As a viewer, you can't help feeling a struggle off-screen as well. You almost feel the tug of war between the writers, the script editor and the director, as they fight it out to gain their own narrative. And what we're left with, through sheer luck, is a melding of the three, that essentially benefits the story in a way that no single party could have done on their own.

Once you get past the dodgy wigs, and the tiresome time loop scenes, there are many elements that make this a rather enjoyable story.

Tom Baker, nearing the end of his tenure as The Doctor, puts in a sterling performance as Meglos, not to mention the welcome return of Jacqueline Hill as Lexa who bookends her Doctor Who career here.

Then there is the truly fantastic make-up which makes the characterisation of Meglos even more villainous and believable. There are also some great FX shots in the story, combined with highly detailed models, that work together using the new Scene Sync technology - yet another example of the story being ahead of its time.

The DVD is rounded off with some excellent features that compliment the story.

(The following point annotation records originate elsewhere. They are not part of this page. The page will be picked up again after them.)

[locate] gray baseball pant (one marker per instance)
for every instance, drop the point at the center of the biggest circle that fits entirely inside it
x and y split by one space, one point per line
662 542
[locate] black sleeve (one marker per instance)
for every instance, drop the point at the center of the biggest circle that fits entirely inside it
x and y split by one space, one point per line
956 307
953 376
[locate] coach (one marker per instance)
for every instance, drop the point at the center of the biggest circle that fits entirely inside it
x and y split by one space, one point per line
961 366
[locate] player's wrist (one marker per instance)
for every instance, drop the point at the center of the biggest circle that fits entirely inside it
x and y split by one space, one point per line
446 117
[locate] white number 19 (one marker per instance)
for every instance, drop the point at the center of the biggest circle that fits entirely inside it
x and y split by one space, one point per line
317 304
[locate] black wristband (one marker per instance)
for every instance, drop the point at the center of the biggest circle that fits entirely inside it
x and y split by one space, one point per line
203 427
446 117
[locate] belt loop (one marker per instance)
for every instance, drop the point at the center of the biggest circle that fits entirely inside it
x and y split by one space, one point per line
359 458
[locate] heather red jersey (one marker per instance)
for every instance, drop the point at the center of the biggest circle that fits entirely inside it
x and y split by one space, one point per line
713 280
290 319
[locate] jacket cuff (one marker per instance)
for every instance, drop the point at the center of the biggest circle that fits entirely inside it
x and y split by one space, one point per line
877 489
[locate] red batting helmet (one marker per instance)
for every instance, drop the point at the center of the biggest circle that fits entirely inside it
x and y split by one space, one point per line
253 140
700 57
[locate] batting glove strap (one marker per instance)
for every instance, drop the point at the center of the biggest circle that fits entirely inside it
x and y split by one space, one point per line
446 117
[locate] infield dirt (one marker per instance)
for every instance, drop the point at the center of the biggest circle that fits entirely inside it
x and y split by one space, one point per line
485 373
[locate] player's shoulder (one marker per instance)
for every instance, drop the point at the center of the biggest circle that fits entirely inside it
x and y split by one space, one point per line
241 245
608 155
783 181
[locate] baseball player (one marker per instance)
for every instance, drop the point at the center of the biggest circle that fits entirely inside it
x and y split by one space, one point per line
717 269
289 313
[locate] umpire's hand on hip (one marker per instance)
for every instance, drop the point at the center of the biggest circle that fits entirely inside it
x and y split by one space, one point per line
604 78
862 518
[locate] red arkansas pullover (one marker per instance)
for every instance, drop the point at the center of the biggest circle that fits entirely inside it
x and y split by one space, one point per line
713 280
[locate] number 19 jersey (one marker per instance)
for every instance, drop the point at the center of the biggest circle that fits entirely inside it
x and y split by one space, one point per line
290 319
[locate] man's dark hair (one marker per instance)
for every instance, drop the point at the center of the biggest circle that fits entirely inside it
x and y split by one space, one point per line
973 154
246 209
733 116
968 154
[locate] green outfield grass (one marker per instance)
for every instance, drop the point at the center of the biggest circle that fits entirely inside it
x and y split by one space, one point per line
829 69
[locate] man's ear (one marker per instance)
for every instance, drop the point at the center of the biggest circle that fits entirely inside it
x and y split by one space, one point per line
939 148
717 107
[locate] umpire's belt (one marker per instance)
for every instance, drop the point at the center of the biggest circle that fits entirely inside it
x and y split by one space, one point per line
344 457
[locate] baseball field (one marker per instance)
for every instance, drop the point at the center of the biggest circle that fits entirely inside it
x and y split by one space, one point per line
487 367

The 'Commentary' features Lalla Ward (Romana II), John Flanagan (Writer), Christopher Owen (Earthling / Meglos) and Paddy Kingsland (Composer). John and Lalla seem to take turns guiding, but understandably, Christopher Owen tends to get lost in the background, and doesn't really seem to contribute much until the final episode. Peter Howell (Composer) joins the commentary for Episode Three and offers an insight into some of his cues, as well as providing a refreshing critique to his own work. All in all, a fairly run of the mill commentary, that could have really benefited from Tom Baker's presence.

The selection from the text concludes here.